Monday, August 30, 2010

Home Sales and Labor Mobility

The inability of people to sell their houses impedes labor mobility
On a national level, this phenomenon is hurting the efficiency of the labor market, says real estate professor Joe Gyourko at the Wharton School at the University of Pennsylvania. With these constraints, employers and employees aren't finding their best match.

"Outside of outright foreclosure itself and the loss of wealth, it's probably the most important impact of overleveraging the housing market that we're going to have in this cycle," Gyourko says.

Some parts of the country — namely the East and West Coast markets — are likely to recover more quickly. But not everyone will be able to wait for home prices to recover and continue to forgo better jobs. In other words: At some point, people will abandon their houses.

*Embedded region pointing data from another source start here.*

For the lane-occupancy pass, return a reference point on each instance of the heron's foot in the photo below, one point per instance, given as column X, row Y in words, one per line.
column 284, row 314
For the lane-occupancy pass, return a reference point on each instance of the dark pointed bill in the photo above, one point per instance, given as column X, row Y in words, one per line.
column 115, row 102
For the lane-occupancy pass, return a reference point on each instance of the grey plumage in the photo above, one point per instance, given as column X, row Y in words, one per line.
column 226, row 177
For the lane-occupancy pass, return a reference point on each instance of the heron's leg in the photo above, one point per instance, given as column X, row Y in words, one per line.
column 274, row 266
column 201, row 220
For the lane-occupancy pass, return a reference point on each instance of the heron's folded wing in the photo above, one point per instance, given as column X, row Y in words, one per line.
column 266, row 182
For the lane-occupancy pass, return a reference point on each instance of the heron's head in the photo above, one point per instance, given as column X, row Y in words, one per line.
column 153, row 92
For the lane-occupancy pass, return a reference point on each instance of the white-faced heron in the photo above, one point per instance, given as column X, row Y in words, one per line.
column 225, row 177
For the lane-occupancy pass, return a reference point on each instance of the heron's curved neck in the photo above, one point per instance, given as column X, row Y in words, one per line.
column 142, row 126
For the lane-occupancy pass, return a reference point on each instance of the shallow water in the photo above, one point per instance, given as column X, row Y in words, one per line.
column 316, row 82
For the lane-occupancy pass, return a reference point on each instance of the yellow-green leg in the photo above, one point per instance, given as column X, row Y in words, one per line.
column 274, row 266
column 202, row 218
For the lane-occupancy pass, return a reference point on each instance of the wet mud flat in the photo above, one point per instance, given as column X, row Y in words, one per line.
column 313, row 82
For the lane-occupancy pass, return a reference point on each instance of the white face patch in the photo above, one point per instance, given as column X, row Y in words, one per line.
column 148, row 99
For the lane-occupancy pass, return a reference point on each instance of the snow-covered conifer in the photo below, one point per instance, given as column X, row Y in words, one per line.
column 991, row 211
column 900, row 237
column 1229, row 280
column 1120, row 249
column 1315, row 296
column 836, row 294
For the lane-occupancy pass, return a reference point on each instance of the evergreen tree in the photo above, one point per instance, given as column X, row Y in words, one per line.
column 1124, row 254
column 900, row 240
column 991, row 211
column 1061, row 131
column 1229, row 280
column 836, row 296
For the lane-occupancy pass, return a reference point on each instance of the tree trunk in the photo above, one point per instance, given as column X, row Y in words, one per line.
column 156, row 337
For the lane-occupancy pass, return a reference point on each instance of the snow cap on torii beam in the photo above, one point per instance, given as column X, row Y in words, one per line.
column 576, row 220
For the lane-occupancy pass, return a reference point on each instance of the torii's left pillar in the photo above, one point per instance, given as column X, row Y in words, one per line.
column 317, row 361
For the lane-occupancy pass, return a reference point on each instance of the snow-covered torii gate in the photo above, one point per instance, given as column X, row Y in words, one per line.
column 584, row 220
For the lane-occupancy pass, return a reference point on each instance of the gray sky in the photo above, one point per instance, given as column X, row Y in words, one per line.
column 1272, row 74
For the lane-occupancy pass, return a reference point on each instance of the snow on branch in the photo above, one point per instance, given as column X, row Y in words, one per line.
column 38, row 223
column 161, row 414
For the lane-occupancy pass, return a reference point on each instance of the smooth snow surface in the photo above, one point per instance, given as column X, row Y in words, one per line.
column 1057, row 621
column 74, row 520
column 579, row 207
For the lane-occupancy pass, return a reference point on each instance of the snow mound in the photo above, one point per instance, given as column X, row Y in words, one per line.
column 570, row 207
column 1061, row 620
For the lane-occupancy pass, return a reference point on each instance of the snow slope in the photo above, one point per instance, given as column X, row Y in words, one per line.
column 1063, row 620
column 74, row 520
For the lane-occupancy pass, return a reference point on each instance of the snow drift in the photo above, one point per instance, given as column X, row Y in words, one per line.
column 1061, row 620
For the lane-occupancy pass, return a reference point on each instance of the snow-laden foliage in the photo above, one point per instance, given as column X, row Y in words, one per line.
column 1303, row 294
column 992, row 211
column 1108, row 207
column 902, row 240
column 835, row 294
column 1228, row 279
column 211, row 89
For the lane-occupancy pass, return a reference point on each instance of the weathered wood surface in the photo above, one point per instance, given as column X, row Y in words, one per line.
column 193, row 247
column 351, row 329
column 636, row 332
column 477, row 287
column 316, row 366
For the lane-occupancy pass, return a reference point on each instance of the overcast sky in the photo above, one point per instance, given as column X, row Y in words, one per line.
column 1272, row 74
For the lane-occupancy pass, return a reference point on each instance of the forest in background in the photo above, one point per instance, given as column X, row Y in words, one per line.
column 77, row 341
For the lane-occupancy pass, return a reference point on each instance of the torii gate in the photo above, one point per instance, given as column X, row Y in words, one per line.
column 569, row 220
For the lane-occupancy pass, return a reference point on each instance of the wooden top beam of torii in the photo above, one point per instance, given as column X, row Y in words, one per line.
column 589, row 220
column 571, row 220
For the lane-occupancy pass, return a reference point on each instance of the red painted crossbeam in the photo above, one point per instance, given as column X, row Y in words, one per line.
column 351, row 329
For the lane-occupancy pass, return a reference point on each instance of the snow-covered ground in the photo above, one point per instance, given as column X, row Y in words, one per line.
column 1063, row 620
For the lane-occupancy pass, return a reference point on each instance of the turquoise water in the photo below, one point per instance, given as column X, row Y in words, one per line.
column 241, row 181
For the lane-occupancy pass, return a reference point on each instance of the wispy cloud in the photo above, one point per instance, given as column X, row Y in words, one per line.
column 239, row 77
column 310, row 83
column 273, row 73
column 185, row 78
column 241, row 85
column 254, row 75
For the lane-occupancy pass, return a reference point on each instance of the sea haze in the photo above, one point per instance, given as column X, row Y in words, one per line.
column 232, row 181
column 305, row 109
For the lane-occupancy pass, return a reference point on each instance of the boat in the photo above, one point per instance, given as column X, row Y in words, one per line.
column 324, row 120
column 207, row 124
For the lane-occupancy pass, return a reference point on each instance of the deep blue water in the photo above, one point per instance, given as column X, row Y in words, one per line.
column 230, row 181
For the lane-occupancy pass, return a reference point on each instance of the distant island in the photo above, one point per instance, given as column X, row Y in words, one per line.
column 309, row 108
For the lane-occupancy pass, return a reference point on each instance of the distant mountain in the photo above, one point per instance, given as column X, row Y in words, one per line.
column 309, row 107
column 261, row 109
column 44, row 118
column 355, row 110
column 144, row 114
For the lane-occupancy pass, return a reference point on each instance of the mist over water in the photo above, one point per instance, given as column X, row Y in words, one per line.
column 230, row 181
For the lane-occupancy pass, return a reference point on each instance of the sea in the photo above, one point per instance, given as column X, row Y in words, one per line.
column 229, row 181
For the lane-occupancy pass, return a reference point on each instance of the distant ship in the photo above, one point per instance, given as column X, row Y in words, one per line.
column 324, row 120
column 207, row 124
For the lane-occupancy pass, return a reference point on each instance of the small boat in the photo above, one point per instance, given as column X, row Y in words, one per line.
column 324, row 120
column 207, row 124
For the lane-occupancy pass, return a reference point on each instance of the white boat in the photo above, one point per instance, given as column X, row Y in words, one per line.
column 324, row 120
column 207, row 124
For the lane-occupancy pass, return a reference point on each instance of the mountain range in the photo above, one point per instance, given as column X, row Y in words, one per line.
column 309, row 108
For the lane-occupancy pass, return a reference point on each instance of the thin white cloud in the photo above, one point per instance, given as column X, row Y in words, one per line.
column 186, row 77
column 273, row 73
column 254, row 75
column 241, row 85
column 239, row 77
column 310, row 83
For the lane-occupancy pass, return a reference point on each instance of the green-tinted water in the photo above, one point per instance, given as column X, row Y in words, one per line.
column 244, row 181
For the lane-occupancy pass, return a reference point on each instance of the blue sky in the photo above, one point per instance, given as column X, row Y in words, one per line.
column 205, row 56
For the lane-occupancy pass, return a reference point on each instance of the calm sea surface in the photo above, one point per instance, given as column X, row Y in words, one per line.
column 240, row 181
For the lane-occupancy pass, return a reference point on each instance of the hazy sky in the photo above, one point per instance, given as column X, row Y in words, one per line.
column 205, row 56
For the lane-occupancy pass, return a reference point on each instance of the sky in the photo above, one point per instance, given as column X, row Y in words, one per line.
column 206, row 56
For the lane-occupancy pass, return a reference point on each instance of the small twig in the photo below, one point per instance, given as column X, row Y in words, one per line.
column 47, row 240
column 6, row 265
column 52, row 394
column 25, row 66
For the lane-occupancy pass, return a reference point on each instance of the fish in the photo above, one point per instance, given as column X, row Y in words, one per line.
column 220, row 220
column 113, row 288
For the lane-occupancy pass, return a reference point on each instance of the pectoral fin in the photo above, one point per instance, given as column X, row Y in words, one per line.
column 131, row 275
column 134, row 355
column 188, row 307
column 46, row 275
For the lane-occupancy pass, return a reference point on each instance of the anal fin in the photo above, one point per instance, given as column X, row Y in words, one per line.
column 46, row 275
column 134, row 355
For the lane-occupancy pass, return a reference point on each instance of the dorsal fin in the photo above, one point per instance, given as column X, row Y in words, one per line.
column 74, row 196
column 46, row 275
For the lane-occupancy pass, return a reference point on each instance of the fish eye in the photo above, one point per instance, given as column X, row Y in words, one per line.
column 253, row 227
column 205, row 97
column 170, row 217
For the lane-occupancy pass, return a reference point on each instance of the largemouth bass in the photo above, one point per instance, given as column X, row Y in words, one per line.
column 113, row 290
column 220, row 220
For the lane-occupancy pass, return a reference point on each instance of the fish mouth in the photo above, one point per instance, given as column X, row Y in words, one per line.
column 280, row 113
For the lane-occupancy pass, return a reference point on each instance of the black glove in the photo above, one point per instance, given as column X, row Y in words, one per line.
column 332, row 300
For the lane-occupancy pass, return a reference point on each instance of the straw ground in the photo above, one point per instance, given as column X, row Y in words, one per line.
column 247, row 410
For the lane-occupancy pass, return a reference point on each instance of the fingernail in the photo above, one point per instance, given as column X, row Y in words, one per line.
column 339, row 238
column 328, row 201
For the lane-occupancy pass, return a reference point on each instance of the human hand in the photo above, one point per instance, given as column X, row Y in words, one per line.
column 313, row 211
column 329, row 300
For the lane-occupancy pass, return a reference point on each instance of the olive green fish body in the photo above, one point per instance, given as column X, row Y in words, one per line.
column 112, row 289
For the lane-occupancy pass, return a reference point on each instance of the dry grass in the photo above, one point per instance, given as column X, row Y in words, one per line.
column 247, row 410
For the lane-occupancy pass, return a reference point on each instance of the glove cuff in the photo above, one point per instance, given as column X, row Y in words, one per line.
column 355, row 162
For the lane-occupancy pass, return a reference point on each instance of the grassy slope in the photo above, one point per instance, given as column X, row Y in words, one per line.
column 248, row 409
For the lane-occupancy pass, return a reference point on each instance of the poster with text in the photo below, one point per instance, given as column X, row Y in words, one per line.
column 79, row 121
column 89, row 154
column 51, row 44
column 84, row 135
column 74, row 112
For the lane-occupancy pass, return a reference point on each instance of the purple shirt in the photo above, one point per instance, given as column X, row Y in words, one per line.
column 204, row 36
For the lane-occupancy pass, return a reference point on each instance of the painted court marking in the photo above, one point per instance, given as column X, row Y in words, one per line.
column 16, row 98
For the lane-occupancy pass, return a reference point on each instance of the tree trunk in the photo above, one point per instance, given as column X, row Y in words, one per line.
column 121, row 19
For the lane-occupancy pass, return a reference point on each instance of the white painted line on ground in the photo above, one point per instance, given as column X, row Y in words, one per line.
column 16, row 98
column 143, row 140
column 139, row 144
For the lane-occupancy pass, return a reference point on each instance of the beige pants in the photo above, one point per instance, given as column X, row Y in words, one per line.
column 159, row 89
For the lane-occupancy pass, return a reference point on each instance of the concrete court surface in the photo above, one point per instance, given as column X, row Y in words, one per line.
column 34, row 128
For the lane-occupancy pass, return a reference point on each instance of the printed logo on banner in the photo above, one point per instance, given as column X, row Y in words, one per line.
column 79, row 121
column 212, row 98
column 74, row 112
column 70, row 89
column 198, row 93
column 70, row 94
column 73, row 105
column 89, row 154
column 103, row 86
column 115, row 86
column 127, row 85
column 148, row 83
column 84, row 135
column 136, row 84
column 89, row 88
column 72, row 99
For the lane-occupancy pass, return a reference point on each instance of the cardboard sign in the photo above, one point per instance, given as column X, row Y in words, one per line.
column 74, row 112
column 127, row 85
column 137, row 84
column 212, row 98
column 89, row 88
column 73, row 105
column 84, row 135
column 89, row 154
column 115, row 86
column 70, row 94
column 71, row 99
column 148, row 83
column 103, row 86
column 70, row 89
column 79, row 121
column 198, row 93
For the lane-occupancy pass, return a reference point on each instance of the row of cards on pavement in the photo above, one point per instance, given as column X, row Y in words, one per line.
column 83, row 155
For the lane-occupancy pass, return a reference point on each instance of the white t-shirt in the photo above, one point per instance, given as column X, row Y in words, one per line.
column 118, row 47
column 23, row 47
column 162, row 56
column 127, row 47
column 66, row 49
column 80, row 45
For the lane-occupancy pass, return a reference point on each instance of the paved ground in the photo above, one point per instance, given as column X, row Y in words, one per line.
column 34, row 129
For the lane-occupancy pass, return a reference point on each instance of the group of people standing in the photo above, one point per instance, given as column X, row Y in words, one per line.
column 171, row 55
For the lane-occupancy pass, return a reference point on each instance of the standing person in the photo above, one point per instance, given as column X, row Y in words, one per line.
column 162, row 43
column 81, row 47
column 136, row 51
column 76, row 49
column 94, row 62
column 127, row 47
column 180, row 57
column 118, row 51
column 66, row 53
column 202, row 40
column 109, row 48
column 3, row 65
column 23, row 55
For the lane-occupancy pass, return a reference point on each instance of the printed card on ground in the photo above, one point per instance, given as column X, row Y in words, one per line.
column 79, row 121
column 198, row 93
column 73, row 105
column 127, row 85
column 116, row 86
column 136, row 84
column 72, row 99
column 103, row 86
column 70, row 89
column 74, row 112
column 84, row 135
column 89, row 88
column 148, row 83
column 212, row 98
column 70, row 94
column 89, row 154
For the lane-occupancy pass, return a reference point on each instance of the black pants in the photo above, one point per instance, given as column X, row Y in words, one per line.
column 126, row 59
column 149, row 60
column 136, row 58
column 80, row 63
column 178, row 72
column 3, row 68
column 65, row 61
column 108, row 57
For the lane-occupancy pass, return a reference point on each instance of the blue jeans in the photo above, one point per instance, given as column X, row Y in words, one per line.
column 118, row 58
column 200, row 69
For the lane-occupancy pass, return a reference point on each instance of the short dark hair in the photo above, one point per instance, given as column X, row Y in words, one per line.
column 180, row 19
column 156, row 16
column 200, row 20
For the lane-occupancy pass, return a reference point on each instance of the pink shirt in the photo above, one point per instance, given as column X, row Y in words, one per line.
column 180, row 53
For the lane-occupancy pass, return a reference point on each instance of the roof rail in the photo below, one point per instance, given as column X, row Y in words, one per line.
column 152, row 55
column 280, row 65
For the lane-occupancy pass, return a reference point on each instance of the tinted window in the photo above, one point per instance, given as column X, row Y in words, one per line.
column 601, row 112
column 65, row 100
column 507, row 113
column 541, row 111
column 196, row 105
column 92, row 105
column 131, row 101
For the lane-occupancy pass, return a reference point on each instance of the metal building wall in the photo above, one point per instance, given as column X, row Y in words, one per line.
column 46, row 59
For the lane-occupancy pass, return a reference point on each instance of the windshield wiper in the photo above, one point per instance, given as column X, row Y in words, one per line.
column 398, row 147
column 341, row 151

  1. Also explains why governments would have an incentive to increase home ownership. Increased home ownership decreases labor mobility and makes local and state taxes harder to avoid. Hrm, although... it was mostly the federal government doing the subsidization, and I can't think of a good method for that incentive to be communicated from the states to the federal government.

  2. We need more property management firms to offer to lease these homes on behalf of the home owners. States could relax taxation on revenue from rental properties; well structured tax arrangements could lead to states recognizing an overall increase in tax revenues from the uptick in new rental properties.